How To Deal With Pagination Problems On Your Website
Paginated pages are not duplicate content, but often, it would be more beneficial to the user to land on the first page of the sequence. Folding pages in a sequence and presenting a canonical URL for a group of pages has numerous benefits.
If you think you have paginated content problems on your website, it can be a frightening prospect to try and fix.
It is actually not that complicated.
Google knows that ‘Sites paginate content in various ways.’ and it is used to dealing with this type of problem on different types of sites like:
News and/or publishing sites often divide a long article into several shorter pages.
Retail sites may divide the list of items in a large product category into multiple pages.
Discussion forums often break threads into sequential URLs.
While Google says you can ‘do nothing‘ with paginated content, that might be taking a risk in a number of areas, and part of SEO in 2016 is to focus on ranking a canonical version of a URL at all times.
What you do to handle paginated content will depend on your circumstances.
A better recommendation on offer is to:
Specify a View All page.

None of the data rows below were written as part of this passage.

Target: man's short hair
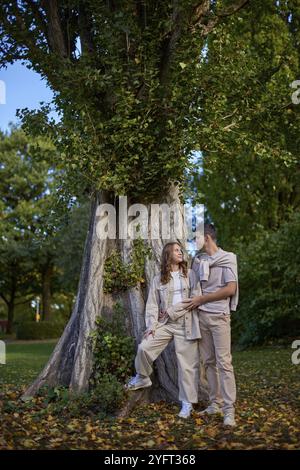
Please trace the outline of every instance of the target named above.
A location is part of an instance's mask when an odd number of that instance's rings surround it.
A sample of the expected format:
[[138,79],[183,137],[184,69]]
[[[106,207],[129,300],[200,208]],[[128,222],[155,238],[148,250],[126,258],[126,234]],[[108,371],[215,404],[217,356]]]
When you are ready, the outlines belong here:
[[210,235],[214,241],[217,240],[217,230],[214,224],[204,224],[204,236],[205,235]]

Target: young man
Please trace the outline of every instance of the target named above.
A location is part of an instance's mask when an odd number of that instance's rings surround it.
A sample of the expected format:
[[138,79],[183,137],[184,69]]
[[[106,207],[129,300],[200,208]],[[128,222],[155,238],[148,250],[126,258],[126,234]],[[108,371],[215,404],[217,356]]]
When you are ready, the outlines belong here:
[[181,418],[188,418],[192,403],[198,402],[199,345],[201,337],[198,310],[187,311],[182,301],[201,293],[194,271],[187,269],[182,248],[167,243],[163,248],[161,272],[153,279],[146,304],[146,331],[135,358],[137,374],[128,390],[149,387],[155,359],[174,339],[178,363]]
[[[236,255],[217,246],[213,224],[204,226],[205,253],[195,258],[202,295],[183,301],[199,309],[200,354],[206,369],[210,404],[202,413],[224,413],[224,425],[235,426],[236,385],[231,358],[230,310],[238,302]],[[222,410],[221,410],[222,407]]]

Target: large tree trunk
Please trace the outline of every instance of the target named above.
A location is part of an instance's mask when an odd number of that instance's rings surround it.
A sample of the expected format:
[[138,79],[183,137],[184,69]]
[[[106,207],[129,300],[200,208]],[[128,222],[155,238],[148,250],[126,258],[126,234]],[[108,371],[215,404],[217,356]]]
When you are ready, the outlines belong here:
[[10,302],[7,305],[6,333],[9,335],[12,333],[12,330],[13,330],[14,311],[15,311],[15,304],[14,304],[14,299],[13,299],[13,300],[10,300]]
[[15,277],[13,276],[11,289],[10,289],[10,297],[7,302],[7,327],[6,327],[7,334],[11,334],[13,332],[16,291],[17,291],[17,282],[16,282]]
[[[169,200],[166,202],[170,203],[176,198],[178,199],[178,195],[175,191],[169,195]],[[117,242],[97,237],[97,207],[99,203],[112,201],[113,198],[106,193],[97,195],[92,201],[78,294],[72,316],[48,364],[26,390],[24,398],[33,396],[43,385],[63,385],[77,393],[86,391],[88,388],[93,366],[89,335],[95,329],[96,317],[110,316],[116,300],[115,296],[103,293],[104,262],[111,249],[116,246],[121,249],[123,260],[128,262],[132,248],[132,241],[128,239]],[[171,239],[174,240],[174,235]],[[160,254],[166,241],[161,238],[149,240],[154,256],[145,266],[147,286],[154,273],[158,272]],[[128,323],[136,344],[140,341],[141,333],[145,329],[144,309],[147,290],[137,285],[128,289],[125,294],[117,296],[129,312]],[[173,344],[170,344],[156,361],[150,398],[178,400],[177,363]]]
[[51,312],[51,281],[53,275],[53,265],[47,263],[42,275],[42,318],[49,321],[52,317]]
[[43,385],[63,385],[71,391],[81,392],[88,387],[92,371],[90,332],[104,303],[102,294],[103,268],[107,253],[107,240],[96,235],[96,210],[106,195],[97,194],[91,203],[90,222],[85,242],[76,302],[71,318],[58,341],[48,363],[26,390],[24,397],[33,396]]

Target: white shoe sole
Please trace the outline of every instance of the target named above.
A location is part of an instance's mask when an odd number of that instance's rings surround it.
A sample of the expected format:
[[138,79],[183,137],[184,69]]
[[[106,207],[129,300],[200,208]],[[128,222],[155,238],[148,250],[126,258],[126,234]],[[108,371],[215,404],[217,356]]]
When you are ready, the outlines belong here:
[[132,386],[129,386],[129,385],[125,385],[125,390],[128,390],[129,392],[134,392],[135,390],[140,390],[142,388],[148,388],[148,387],[151,387],[152,385],[152,382],[146,384],[146,385],[132,385]]
[[182,415],[182,414],[178,413],[177,416],[178,416],[179,418],[182,418],[182,419],[188,419],[188,418],[191,417],[191,414],[192,414],[192,413],[190,413],[189,415]]
[[234,428],[236,426],[236,422],[234,421],[233,423],[229,424],[229,423],[223,423],[223,425],[225,426],[225,428]]
[[216,411],[213,411],[213,412],[208,412],[208,411],[200,411],[200,416],[204,416],[204,415],[207,415],[207,416],[215,416],[215,415],[219,415],[219,416],[223,416],[223,411],[222,410],[216,410]]

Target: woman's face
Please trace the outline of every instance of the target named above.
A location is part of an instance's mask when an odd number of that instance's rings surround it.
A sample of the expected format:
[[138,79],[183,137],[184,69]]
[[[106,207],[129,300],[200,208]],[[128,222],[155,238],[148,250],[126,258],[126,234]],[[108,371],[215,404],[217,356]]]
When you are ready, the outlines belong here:
[[182,249],[179,245],[173,245],[172,263],[179,264],[183,261]]

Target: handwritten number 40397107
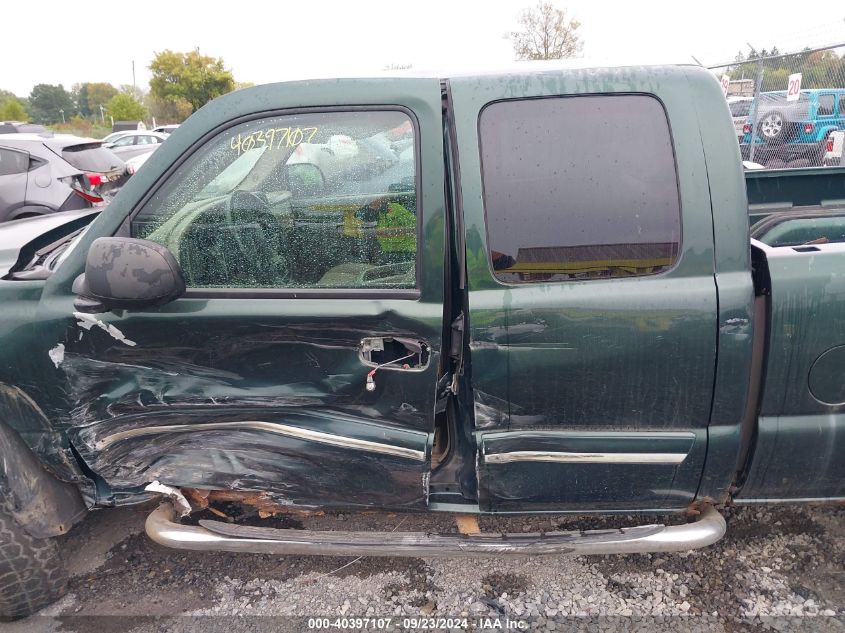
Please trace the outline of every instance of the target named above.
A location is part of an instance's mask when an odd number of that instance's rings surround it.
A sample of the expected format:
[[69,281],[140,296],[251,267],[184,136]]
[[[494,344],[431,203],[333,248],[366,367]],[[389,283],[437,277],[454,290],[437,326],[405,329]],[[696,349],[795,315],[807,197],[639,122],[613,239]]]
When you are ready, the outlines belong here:
[[269,130],[256,130],[246,136],[238,133],[233,136],[230,146],[238,152],[238,155],[248,152],[256,147],[267,149],[282,149],[283,147],[296,147],[300,143],[310,143],[317,133],[316,127],[277,127]]

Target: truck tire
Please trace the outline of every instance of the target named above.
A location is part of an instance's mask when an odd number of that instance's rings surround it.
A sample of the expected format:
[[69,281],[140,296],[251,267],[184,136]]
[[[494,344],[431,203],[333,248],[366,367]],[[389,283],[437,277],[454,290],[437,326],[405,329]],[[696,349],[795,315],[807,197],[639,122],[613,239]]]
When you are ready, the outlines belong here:
[[780,110],[767,112],[766,116],[757,123],[760,138],[767,143],[777,143],[786,140],[789,130],[789,122],[786,115]]
[[66,580],[53,539],[27,534],[0,488],[0,622],[26,617],[59,598]]

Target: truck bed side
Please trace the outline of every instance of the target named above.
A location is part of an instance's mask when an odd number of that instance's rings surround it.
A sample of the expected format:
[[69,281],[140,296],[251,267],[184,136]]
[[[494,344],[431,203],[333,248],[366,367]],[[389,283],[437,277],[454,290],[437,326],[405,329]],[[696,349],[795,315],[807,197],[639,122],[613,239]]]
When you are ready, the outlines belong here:
[[845,496],[843,175],[747,174],[768,326],[756,444],[739,502]]

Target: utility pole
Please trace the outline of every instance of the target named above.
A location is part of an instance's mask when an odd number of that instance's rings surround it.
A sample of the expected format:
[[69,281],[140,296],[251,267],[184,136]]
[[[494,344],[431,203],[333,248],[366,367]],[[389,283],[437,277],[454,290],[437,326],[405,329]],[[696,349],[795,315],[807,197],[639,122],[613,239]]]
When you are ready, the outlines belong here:
[[135,97],[137,88],[135,87],[135,60],[132,60],[132,97]]
[[59,114],[62,115],[62,123],[65,123],[65,111],[63,108],[59,108]]
[[748,148],[748,160],[754,162],[754,149],[757,145],[757,108],[760,101],[760,88],[763,84],[763,56],[757,50],[748,44],[751,52],[757,55],[757,80],[754,83],[754,101],[751,102],[751,142]]
[[100,104],[100,121],[103,122],[103,125],[106,124],[106,115],[103,112],[103,104],[102,103]]

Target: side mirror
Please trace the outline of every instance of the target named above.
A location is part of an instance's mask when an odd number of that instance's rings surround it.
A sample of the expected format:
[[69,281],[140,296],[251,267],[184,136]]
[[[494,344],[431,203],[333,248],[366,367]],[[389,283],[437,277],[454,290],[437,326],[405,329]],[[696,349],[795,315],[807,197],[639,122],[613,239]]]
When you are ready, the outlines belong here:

Searchers commonly prefer to view a whole article or category on a single page. Therefore, if we think this is what the searcher is looking for, we try to show the View All page in search results. You can also add a rel=”canonical” link to the component pages to tell Google that the View All version is the version you want to appear in search results. GOOGLE
rel="prev"links to indicate the relationship between component URLs. This markup provides a strong hint to Google that you would like us to treat these pages as a logical sequence, thus consolidating their linking properties and usually sending searchers to the first page. GOOGLE
You can also use meta robots ‘noindex,follow‘ directions on certain types of paginated content (I do), however, I would recommend you think twice before actually removing such content from Google’s index IF those URLs (or a portion of those URLs) generate a good amount of traffic from Google, and there is no explicit need for Google to follow the links to find content.
If a page is getting traffic from Google but needs to come out of the index, then I would ordinarily rely on an implementation that included the canonical link element.
Ultimately, this depends on the situation and the type of site you are dealing with.
Problems With Google Panda
A part of Google Panda algorithm is focused on thin pages and ratio of good-quality content to low-quality content on a site.
In the original announcement about Google Panda we were specifically told that the following was a ‘bad’ thing:
Does the site have duplicate, overlapping, or redundant articles?
If Google is rating your pages on content quality, or lack of it, as we are told, and user signals – on some level – and a lot of your site is duplicate content that gets no user signal – then that may be a problem too.
Google offers some advice on thin pages (emphasis mine):
Here are a few common examples of pages that often have thin content with little or no added value: 1 . Automatically generated content, 2. Thin affiliate pages 3. Content from other sources. For example: Scraped content or low-quality guest blog posts. 4. Doorway pages
Everything I’ve bolded in the last two quotes is essentially about duplicate content.
Google is, even more, explicit when it tells you how to clean up this ‘violation’:
Next, follow the steps below to identify and correct the violation(s) on your site: Check for content on your site that duplicates content found elsewhere.
So beware. Google says there is NO duplicate content penalty, but if Google classifies your duplicate content as thin content or boilerplate, spun text, then you DO have a problem!
A serious problem if your entire site is built like that.
And how Google rates thin pages changes over time, with a quality bar that is always going to rise and that your pages need to keep up with.
Especially if rehashing content is what you do.
TIP – Look out for soft 404 errors in Google Webmaster tools as examples of pages Google are classing as low-quality, user unfriendly thin pages.